Marshall County Sheriff Tom Chamberlin approached the county council last week with a request to purchase three laptop computers for his department – computers which, Chamberlin said, would be used by detectives and officers while checking on individuals currently registered as sex offenders. The equipment, at a cost of $3000, would be paid for out of the fund into which sex offender fees are paid.
However, while the Marshall County Sheriff’s Department is looking to purchase this new equipment, Pulaski County Sheriff Mike Gayer said his department has had this equipment in place since 2008. Gayer said he was familiarized with the equipment during his time as a state trooper, and when he was elected sheriff of Pulaski County in 2007, he made it a high priority to implement the system.

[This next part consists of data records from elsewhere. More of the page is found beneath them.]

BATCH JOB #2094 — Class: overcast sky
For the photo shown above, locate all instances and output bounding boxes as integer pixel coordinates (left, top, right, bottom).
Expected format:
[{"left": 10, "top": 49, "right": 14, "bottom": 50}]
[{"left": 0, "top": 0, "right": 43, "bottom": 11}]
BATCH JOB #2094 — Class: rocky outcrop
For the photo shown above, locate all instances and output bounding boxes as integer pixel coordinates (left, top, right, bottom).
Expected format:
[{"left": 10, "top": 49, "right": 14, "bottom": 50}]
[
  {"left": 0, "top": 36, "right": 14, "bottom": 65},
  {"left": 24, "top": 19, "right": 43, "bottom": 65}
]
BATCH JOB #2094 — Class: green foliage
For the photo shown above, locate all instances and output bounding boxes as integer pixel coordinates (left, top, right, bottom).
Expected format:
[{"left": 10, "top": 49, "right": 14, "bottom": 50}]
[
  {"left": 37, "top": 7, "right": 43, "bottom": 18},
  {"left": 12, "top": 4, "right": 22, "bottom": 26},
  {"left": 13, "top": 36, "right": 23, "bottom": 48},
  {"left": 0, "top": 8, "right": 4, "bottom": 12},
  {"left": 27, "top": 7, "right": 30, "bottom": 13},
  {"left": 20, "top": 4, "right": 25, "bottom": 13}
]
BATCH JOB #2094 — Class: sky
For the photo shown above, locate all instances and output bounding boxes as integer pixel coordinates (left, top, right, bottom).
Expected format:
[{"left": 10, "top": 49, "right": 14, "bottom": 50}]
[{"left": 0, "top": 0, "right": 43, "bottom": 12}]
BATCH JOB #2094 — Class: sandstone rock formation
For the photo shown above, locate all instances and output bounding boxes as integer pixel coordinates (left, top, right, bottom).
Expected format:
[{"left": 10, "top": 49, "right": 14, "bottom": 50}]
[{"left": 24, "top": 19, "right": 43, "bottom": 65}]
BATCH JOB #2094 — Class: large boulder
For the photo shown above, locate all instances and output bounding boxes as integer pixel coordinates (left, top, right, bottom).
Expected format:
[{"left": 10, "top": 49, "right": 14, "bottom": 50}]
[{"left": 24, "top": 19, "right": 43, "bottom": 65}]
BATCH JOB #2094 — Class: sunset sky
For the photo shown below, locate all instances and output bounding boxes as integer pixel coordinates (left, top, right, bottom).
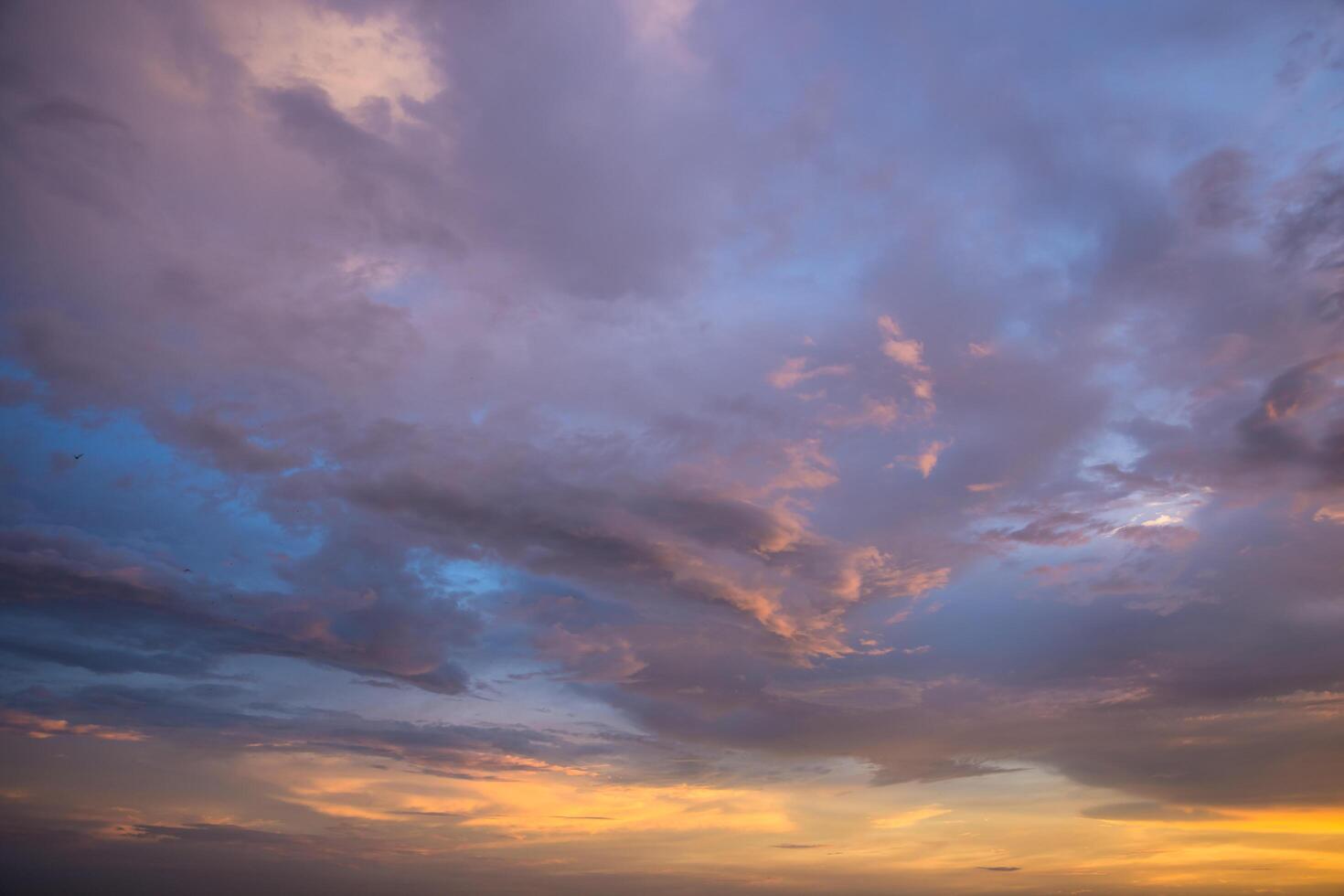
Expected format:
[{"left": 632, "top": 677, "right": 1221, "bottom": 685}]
[{"left": 0, "top": 0, "right": 1344, "bottom": 896}]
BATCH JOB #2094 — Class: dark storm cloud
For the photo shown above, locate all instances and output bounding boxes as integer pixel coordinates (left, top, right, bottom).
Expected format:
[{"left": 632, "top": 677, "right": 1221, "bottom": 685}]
[
  {"left": 0, "top": 3, "right": 1344, "bottom": 870},
  {"left": 0, "top": 532, "right": 475, "bottom": 693}
]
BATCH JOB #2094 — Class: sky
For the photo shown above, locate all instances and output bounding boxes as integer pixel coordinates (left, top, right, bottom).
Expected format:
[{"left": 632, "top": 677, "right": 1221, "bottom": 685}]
[{"left": 0, "top": 0, "right": 1344, "bottom": 896}]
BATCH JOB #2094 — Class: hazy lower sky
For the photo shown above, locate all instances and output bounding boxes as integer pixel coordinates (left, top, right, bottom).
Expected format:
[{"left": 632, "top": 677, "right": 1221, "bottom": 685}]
[{"left": 0, "top": 0, "right": 1344, "bottom": 896}]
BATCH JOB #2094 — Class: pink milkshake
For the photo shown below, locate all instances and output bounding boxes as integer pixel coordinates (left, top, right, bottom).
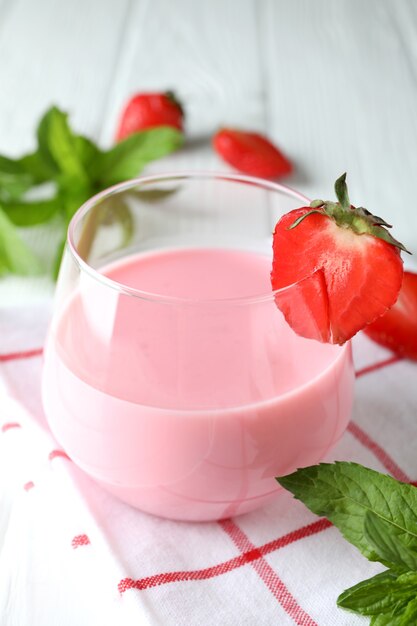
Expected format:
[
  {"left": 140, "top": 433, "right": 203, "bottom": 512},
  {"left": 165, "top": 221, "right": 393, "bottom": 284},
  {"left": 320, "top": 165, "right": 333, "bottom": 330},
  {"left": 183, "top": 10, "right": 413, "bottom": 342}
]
[{"left": 43, "top": 247, "right": 353, "bottom": 520}]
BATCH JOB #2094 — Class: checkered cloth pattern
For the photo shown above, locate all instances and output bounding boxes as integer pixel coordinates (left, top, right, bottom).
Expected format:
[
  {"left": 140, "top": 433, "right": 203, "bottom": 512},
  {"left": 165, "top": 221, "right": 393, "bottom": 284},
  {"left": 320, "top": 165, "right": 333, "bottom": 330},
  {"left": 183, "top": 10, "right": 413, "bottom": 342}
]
[{"left": 0, "top": 306, "right": 417, "bottom": 626}]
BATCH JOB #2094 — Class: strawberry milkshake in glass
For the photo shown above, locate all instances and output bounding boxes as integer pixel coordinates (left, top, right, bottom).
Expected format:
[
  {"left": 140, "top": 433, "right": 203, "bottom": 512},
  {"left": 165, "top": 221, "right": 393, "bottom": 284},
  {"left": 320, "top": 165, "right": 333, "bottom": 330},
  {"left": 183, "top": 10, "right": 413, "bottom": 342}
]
[{"left": 43, "top": 173, "right": 353, "bottom": 520}]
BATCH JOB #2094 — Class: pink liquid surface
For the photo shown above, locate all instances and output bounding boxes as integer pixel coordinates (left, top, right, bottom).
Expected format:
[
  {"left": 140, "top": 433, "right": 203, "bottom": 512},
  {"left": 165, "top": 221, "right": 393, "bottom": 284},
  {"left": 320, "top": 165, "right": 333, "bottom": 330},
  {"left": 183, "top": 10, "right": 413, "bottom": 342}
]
[{"left": 43, "top": 249, "right": 353, "bottom": 520}]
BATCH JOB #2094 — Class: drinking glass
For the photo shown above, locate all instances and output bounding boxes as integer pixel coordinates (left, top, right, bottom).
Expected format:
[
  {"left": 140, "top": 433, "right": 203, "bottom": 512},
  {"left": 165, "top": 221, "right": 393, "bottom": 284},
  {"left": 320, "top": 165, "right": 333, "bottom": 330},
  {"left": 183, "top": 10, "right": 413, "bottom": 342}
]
[{"left": 42, "top": 172, "right": 353, "bottom": 520}]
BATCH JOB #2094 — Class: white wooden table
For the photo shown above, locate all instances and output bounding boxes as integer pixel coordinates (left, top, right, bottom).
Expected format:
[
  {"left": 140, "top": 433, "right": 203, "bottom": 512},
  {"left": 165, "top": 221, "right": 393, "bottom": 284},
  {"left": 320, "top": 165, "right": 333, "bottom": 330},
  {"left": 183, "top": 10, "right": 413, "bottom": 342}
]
[{"left": 0, "top": 0, "right": 417, "bottom": 306}]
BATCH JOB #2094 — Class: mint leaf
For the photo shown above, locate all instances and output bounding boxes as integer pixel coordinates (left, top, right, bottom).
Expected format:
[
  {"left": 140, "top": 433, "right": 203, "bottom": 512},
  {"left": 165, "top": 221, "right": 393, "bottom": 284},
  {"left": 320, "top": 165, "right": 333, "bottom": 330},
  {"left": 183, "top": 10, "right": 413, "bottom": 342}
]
[
  {"left": 16, "top": 150, "right": 56, "bottom": 185},
  {"left": 364, "top": 511, "right": 417, "bottom": 572},
  {"left": 398, "top": 589, "right": 417, "bottom": 626},
  {"left": 94, "top": 126, "right": 183, "bottom": 187},
  {"left": 277, "top": 462, "right": 417, "bottom": 566},
  {"left": 0, "top": 207, "right": 42, "bottom": 276},
  {"left": 0, "top": 155, "right": 34, "bottom": 201},
  {"left": 38, "top": 107, "right": 89, "bottom": 184},
  {"left": 337, "top": 570, "right": 417, "bottom": 616},
  {"left": 74, "top": 135, "right": 101, "bottom": 173}
]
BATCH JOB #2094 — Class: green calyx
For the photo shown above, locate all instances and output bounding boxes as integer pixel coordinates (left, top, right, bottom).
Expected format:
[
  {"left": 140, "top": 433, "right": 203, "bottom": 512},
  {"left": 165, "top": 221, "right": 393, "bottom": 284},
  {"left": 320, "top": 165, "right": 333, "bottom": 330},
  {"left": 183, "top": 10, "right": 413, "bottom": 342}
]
[{"left": 289, "top": 173, "right": 411, "bottom": 254}]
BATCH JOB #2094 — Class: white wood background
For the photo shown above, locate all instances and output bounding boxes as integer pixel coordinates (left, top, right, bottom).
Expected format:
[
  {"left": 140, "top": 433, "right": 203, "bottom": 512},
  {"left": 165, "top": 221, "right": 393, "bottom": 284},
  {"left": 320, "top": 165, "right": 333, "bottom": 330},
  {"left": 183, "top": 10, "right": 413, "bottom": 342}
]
[{"left": 0, "top": 0, "right": 417, "bottom": 306}]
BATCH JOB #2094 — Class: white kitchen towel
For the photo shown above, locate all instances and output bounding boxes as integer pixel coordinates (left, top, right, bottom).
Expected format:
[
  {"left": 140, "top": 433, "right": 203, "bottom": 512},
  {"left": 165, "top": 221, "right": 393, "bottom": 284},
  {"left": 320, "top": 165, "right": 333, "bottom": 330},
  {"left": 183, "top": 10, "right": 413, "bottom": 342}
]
[{"left": 0, "top": 304, "right": 417, "bottom": 626}]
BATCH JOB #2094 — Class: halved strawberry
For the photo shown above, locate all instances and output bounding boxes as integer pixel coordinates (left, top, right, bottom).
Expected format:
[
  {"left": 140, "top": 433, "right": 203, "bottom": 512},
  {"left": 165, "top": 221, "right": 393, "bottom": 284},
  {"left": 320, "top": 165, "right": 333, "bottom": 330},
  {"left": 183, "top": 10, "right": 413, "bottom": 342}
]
[
  {"left": 364, "top": 272, "right": 417, "bottom": 360},
  {"left": 271, "top": 174, "right": 405, "bottom": 344},
  {"left": 116, "top": 91, "right": 184, "bottom": 141},
  {"left": 213, "top": 128, "right": 293, "bottom": 178}
]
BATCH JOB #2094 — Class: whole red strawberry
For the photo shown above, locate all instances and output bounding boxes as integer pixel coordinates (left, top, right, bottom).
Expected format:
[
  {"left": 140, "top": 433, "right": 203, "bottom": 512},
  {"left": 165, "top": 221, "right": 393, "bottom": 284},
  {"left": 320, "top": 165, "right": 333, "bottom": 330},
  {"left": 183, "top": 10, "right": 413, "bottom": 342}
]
[
  {"left": 116, "top": 91, "right": 184, "bottom": 141},
  {"left": 271, "top": 174, "right": 405, "bottom": 344},
  {"left": 364, "top": 272, "right": 417, "bottom": 360},
  {"left": 213, "top": 128, "right": 293, "bottom": 178}
]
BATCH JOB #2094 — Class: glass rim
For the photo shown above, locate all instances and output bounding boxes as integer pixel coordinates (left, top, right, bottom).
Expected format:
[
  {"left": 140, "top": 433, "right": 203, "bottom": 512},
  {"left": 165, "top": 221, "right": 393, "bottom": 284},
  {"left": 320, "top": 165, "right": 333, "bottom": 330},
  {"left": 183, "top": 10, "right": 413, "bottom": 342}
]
[{"left": 66, "top": 170, "right": 310, "bottom": 305}]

Gayer explained the system allows officers to perform just about every task the dispatch center can, including running driver’s license information, vehicle registrations, VIN checks, and countless other tasks. Gayer said the equipment also provides the ability to look up information on a weapon, write reports while in the car and print them remotely at the dispatch center, and it also provides a map of the county, complete with the locations of on-duty police officers and EMS.
Gayer said that while it is convenient to have this equipment, it can become a bit crowded in police cruisers. While the cars are slowly getting smaller, police officers are starting to wear more and more gear and house more equipment in their vehicles. However, Gayer said it’s definitely worth it.